The only hiccup Djokovic faced last week was a hamstring scare in his semi-final win over Medvedev. He revealed he'd worked "deep into the night" with his physio after the match and was able to shake off the niggle in time for the final the following day.

Novak Djokovic comfortable in Australia as fans embrace return

Djokovic's winning start to 2023 is a far cry from the circus that erupted following his arrival in the country 12 months ago.
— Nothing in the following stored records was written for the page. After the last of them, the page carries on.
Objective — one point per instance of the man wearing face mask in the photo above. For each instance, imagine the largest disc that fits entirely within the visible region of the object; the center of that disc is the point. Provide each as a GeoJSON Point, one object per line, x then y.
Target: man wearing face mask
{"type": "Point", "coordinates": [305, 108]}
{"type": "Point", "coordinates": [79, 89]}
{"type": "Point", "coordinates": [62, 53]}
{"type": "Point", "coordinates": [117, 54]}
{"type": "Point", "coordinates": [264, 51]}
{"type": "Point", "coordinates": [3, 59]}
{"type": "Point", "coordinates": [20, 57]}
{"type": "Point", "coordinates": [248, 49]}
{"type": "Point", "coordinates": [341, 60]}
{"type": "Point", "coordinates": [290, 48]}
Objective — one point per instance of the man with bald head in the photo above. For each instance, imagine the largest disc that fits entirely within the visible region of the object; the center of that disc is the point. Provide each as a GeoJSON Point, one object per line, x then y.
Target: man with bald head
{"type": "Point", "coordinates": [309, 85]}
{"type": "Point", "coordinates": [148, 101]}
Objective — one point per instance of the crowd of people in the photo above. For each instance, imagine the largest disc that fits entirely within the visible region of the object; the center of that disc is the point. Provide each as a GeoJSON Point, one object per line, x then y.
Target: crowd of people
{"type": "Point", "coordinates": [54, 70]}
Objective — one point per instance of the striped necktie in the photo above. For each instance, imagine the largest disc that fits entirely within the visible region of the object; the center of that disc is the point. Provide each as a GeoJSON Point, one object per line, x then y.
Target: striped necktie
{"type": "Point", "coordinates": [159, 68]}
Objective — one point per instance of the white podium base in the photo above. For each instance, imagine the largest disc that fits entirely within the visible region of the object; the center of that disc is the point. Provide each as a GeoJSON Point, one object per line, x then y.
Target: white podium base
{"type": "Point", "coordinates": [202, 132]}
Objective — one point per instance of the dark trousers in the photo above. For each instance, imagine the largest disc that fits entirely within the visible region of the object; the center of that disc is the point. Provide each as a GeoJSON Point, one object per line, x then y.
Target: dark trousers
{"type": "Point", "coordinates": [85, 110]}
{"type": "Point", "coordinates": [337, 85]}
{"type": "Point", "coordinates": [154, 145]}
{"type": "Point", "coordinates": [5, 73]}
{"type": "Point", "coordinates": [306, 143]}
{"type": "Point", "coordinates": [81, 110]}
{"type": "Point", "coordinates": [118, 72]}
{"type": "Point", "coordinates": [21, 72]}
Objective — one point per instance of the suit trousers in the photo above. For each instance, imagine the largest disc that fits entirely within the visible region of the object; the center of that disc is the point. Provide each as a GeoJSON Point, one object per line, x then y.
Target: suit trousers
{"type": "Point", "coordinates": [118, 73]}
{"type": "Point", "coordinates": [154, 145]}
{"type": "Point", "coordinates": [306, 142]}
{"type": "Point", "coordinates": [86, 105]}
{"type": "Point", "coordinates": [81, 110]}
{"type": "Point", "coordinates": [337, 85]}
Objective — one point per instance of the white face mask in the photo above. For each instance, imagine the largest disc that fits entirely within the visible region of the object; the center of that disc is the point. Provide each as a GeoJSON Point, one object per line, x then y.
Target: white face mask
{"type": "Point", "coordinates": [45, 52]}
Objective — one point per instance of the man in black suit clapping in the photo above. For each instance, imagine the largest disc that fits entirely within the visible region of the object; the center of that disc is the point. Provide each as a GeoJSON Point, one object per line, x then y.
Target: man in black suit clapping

With Australia in the midst of pushing to vaccinate as many people as possible against COVID-19 at the time, Djokovic's refusal to do so, as well as his failure to obtain a valid exemption from being vaccinated, eventually saw him deported from the country after a brief stint in immigration detention.

The federal government has since abandoned rules requiring overseas visitors to be vaccinated against the virus, paving the way for Djokovic to return. While his arrival sparked a major controversy in 2022, Djokovic said he'd been made welcome by fans on his return.

Novak Djokovic waves to the crowd after winning the Adelaide International, with opponent Sebastian Korda seen in the background.
Novak Djokovic needed all his focus to outclass Sebastian Korda in the final of the Adelaide International. (Photo by Sarah Reed/Getty Images)

"I don't hold any grudges," he said. "I told you I had far many more positive experiences in Australia to throw that away just because of what happened last year.

"I feel very comfortable with people, normal people, that follow sport, that I encounter on an everyday basis. "I haven't had any negative experience so far. So every person that I met, whether it's in the city or in the woods - I actually met a few kangaroos as well, had a chat with them - everyone was very kind, very supportive. So there is no reason for me to feel differently than what I'm receiving from them."

Korda turned in an impressive performance against the World No.5, and was bitterly disappointed not to have converted on a championship point he earned during the second set tiebreak. Tightening up late in the third and deciding was really the only blemish on Korda's performance.

"I wish we could have gotten it done today, but there's a long way to go and there were a lot of positives," Korda said.